Adding the Containerized Web Scraper to the Elastic Container Service
A web scraper was containerized, with Docker, and push to the Elastic Container Registry. A set of Docker commands to push the built container is available in the ECR GUI. I used starter code from another project to create the containerize web scraper. Starter Code for Containerized Web Scraper
The next step was to create a Task Definition to that describes the container’s resource usage and permissions. The container’s task execution role, ecsTaskExecutionRole, should be configured to allow access to S3 and Kinesis. The container will need to read an environment file stored in S3, pull the data with necessary credentials (defined in the environment file), and put records into the Kinesis Data Stream. You can test whether a service has the correct permission by using the IAM Policy Simulator. A Cluster VPC will also need to be created to run the Task Definition. The Cluster VPC can be created from the ECS GUI.
The Task Definition can be tested directly from the interface. In order to run this task, through the GUI, you will need to select the launch type, i.e., Fargate. The Cluster VPC and the subnets will also need to be selected. You can find a list of subnets on the Virtual Private Cloud. The Auto-Assign Public IP should be set to Enabled. In advanced options, set the Task Role and Task Execution Role overrides to ecsTaskExecutionRole.
Scheduling the ECS cluster with CloudWatch Rules
As mentioned above, I needed to set the Task Role and Task Execution Role overrides to ecsTaskExecutionRole. I was unable to get the container to access the environment file in the S3 bucket without these configurations. In addition, these parameters cannot be set from CloudWatch Rules when configuring the ECS cluster and Task Definition. I ended up making a Lambda function to create the Task Definition then and scheduled the Lambda with CloudWatch Rules. The Lambda function used to create a Task Definition is shown below. The Lambda function will need permission to access ECS.
Within the Lambda function, I used BOTO3 to run the Fargate service with the required configurations. BOTO3 Client Run Documentation.

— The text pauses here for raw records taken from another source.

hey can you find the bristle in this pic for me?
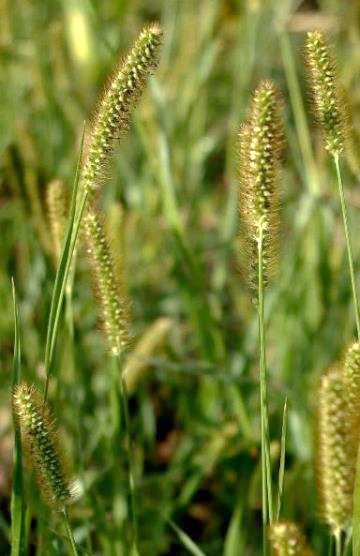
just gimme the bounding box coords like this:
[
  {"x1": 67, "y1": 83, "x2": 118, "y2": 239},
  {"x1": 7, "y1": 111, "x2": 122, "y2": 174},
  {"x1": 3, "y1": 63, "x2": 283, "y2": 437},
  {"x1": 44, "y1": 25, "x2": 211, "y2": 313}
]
[
  {"x1": 343, "y1": 341, "x2": 360, "y2": 457},
  {"x1": 304, "y1": 31, "x2": 347, "y2": 155},
  {"x1": 46, "y1": 180, "x2": 70, "y2": 263},
  {"x1": 314, "y1": 366, "x2": 354, "y2": 535},
  {"x1": 238, "y1": 81, "x2": 284, "y2": 294},
  {"x1": 83, "y1": 208, "x2": 131, "y2": 356},
  {"x1": 81, "y1": 24, "x2": 163, "y2": 197},
  {"x1": 12, "y1": 383, "x2": 77, "y2": 510},
  {"x1": 267, "y1": 521, "x2": 313, "y2": 556}
]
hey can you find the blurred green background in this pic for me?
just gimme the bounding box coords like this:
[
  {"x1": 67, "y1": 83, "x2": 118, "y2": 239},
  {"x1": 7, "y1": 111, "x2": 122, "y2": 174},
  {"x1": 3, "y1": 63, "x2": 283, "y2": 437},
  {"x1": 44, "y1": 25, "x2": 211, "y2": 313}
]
[{"x1": 1, "y1": 0, "x2": 360, "y2": 554}]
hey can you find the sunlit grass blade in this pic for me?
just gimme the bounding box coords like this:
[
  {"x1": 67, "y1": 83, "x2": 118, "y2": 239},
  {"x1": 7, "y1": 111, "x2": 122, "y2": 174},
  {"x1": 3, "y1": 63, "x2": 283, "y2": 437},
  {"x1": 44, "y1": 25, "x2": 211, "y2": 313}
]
[
  {"x1": 44, "y1": 124, "x2": 87, "y2": 399},
  {"x1": 276, "y1": 398, "x2": 287, "y2": 521},
  {"x1": 167, "y1": 519, "x2": 207, "y2": 556},
  {"x1": 10, "y1": 279, "x2": 26, "y2": 556}
]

I hope this article was helpful to developers who are getting started with AWS\Big Data. I tried to focus the article on parts of the data pipeline that were not explained in other articles, such as, how to use Lambda functions and what permissions to assign to the Take Role in ECS. The next step of this project will be to post-process the data and to aggregate the data in a data warehouse or with a Spark job. Once the data is built, I plan to schedule stock prediction algorithms to run on top of these aggregate tables.